Oleh Muhammad Sayuti (Moesa)
Tokoh Masyarakat yang juga Praktisi Hukum
Dalam teori pemerintahan modern, kekuasaan tidak hanya dipahami sebagai atribut jabatan, tetapi sebagai kapasitas untuk mengambil keputusan yang mengikat.
Max Weber menegaskan bahwa otoritas politik harus berpijak pada legitimasi, rasionalitas hukum, dan kewenangan formal. Namun dalam praktik desentralisasi di Indonesia, terdapat kecenderungan di mana pemimpin daerah—khususnya kepala daerah—menjalankan kekuasaan yang semakin bersifat simbolik, tanpa kemampuan untuk memberikan keputusan mutlak pada ranah-ranah strategis pemerintahan.

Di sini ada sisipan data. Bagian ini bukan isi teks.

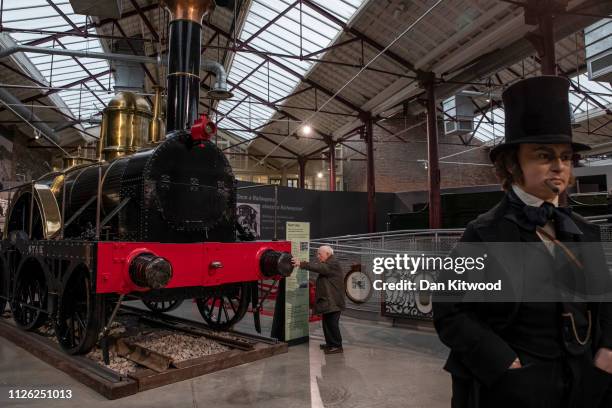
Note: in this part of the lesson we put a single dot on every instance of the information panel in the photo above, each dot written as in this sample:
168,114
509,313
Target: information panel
296,285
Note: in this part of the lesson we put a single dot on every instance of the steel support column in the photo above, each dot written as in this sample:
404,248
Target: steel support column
371,185
332,167
549,63
302,163
433,165
542,13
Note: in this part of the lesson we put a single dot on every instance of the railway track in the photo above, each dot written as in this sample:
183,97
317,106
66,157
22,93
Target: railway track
140,340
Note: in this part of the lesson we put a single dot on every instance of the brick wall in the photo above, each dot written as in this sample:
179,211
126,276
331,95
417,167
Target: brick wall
397,166
18,163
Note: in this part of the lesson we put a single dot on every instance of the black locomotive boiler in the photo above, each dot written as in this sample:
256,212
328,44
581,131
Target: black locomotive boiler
154,219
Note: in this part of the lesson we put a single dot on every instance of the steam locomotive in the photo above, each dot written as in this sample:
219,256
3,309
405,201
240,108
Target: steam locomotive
153,219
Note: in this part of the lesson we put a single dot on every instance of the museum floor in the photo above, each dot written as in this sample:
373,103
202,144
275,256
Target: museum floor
381,367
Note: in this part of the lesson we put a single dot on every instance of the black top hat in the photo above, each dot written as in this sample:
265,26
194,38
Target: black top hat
537,111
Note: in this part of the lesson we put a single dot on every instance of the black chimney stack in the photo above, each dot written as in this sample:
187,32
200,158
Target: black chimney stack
183,79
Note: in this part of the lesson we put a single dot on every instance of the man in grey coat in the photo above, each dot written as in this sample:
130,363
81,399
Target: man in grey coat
329,295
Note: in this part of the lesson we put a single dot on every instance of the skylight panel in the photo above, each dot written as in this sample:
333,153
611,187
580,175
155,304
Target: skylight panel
88,95
270,82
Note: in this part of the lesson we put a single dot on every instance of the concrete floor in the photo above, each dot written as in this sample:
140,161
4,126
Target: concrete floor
381,367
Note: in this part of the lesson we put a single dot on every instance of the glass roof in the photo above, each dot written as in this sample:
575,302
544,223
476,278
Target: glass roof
266,81
581,106
84,97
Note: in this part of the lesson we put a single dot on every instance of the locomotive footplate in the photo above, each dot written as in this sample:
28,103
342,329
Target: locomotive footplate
147,335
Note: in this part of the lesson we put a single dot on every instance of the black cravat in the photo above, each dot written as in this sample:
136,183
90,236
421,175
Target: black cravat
561,215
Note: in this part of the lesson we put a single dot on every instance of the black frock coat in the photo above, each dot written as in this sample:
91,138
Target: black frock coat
479,354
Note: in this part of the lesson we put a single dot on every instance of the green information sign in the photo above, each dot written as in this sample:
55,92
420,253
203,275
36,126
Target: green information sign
296,285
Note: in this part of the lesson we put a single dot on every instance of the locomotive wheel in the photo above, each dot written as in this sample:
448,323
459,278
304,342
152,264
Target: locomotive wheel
225,307
80,315
30,299
162,306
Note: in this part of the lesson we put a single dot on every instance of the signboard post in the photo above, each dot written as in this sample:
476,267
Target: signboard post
296,285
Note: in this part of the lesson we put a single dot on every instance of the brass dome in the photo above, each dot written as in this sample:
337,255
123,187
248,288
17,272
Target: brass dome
125,126
129,101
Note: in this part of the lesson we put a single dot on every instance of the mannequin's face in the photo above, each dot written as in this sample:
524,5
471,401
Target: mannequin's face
545,163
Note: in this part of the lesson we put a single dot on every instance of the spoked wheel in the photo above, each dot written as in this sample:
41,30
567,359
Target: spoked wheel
80,315
224,307
162,306
30,299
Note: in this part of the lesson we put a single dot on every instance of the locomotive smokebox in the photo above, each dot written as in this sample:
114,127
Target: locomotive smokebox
150,271
273,263
183,79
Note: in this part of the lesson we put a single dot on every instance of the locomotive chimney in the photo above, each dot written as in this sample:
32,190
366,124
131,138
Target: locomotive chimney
183,79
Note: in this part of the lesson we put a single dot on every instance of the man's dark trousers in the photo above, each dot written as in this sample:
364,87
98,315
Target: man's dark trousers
331,329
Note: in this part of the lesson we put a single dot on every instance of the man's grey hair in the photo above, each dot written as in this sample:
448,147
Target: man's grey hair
327,249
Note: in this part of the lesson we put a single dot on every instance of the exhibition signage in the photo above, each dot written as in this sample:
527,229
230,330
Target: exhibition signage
296,285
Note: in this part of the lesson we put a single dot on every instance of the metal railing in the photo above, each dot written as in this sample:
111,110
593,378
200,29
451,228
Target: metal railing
351,250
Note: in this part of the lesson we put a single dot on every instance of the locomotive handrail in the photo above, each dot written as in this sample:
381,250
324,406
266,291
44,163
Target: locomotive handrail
74,216
114,211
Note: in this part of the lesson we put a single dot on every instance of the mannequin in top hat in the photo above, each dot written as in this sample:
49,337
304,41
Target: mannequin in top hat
533,354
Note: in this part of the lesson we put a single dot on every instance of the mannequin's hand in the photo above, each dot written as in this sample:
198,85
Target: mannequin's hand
603,360
515,364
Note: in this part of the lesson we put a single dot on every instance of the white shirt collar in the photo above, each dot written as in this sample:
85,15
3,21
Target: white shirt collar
530,199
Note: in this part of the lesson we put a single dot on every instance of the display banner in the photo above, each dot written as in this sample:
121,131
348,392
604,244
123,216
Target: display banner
296,285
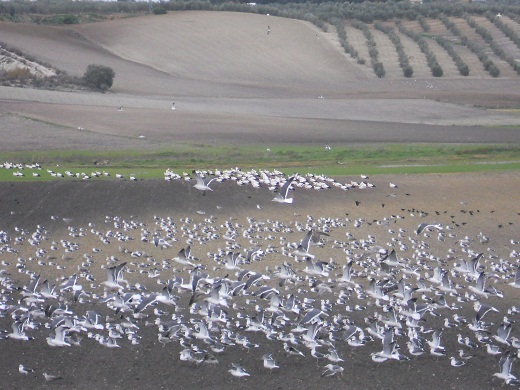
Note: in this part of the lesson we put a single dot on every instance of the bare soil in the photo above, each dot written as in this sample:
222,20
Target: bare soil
232,83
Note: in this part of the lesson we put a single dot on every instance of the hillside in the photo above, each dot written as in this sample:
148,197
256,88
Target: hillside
231,54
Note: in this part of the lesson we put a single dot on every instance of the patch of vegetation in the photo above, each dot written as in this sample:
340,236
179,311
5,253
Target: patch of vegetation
378,67
431,60
159,11
462,67
339,160
403,57
99,77
479,51
497,49
60,19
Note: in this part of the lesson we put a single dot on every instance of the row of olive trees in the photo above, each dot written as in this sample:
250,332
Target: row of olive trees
479,51
431,60
378,67
462,67
342,35
401,54
506,29
497,49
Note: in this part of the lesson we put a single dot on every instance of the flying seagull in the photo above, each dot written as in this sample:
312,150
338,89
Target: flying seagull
281,195
203,183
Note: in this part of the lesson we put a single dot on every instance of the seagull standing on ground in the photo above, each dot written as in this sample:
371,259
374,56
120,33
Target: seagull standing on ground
203,183
281,195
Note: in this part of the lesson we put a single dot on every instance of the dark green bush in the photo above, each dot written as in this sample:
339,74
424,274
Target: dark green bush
99,77
159,11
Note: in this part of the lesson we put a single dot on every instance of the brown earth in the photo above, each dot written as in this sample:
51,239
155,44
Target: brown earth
246,89
469,204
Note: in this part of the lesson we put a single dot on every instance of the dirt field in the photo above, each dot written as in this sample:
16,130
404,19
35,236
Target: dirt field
468,205
237,85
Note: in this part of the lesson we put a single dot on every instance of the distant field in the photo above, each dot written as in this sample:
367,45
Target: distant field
240,92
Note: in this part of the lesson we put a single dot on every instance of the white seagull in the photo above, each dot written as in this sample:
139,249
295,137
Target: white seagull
281,195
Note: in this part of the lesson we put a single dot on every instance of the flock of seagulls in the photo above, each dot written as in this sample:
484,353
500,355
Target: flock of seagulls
316,289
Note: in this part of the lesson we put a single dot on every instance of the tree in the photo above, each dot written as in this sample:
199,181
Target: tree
99,77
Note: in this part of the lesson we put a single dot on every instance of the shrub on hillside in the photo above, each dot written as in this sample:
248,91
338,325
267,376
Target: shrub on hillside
60,19
159,11
99,77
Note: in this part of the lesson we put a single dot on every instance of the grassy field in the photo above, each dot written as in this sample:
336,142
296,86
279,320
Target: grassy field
338,161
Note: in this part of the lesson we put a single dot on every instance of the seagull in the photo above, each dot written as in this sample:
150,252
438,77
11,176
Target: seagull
202,184
516,283
281,195
303,248
24,370
455,362
50,378
331,370
238,370
59,338
269,362
425,225
505,363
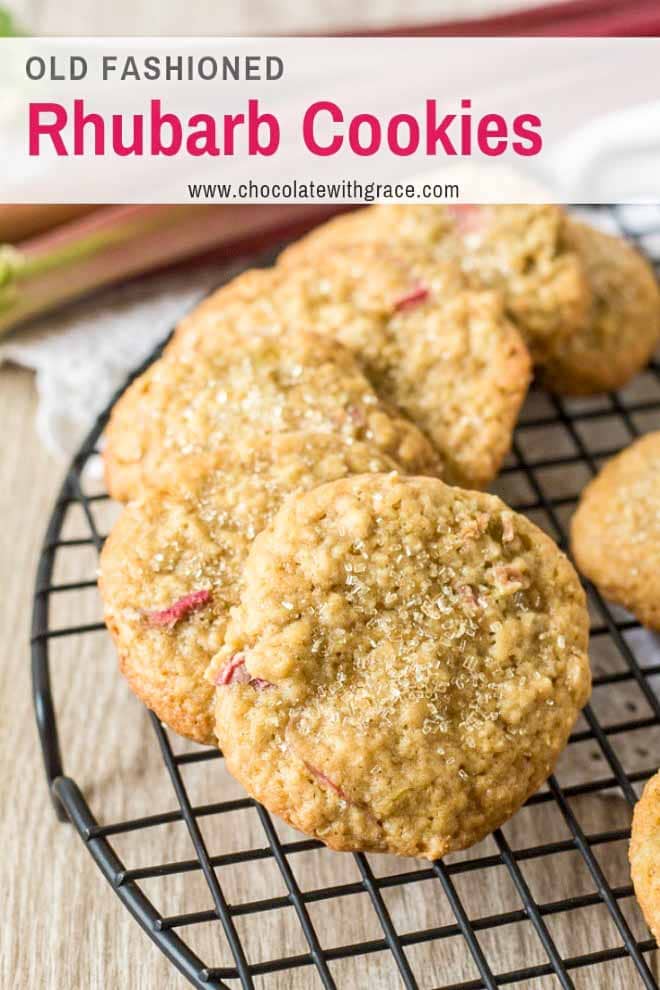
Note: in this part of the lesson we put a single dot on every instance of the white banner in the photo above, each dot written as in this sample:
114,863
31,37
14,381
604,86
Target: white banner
329,120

1. Kekuasaan Simbolik dan Dislokasi Wewenang
Konsep symbolic power yang dikemukakan Pierre Bourdieu menggambarkan kekuasaan yang hadir hanya sebagai representasi, bukan sebagai mekanisme pengendalian kebijakan. Dalam konteks pemerintah daerah, kekuasaan simbolik terjadi ketika kepala daerah:
memiliki jabatan formal dan legitimasi elektoral,
namun kewenangan substantifnya dialihkan kepada lembaga teknokratis, pejabat ex officio, atau institusi vertikal yang tidak berada di bawah kendalinya.
Ketidaksinkronan antara jabatan dan kewenangan ini menandai terjadinya dislocation of power, yaitu terputusnya hubungan antara aktor politik dan kapasitas pengambilan keputusan.
2. Perspektif Hukum Tata Negara: Ketidakseimbangan Desentralisasi
Secara normatif, UU No. 23 Tahun 2014 tentang Pemerintahan Daerah mengatur pembagian kewenangan antara pusat dan daerah berdasarkan asas: desentralisasi,dekonsentrasi, dan tugas pembantuan.
Namun dalam realitasnya, banyak sektor strategis—pertanahan, kawasan otorita, perizinan investasi tertentu, hingga pengelolaan aset negara di daerah—diatur melalui regulasi sektoral yang menempatkan kewenangan pada lembaga pusat atau pejabat ex officio. Akibatnya, kepala daerah hanya menjadi figurehead dalam domain kebijakan yang bersentuhan langsung dengan masyarakat.
Ketidakseimbangan ini menciptakan apa yang disebut para ahli sebagai “asymmetric decentralization gap”, yakni kesenjangan antara kewenangan normatif yang dimiliki kepala daerah dan praktik kewenangan yang dijalankan oleh aktor lain.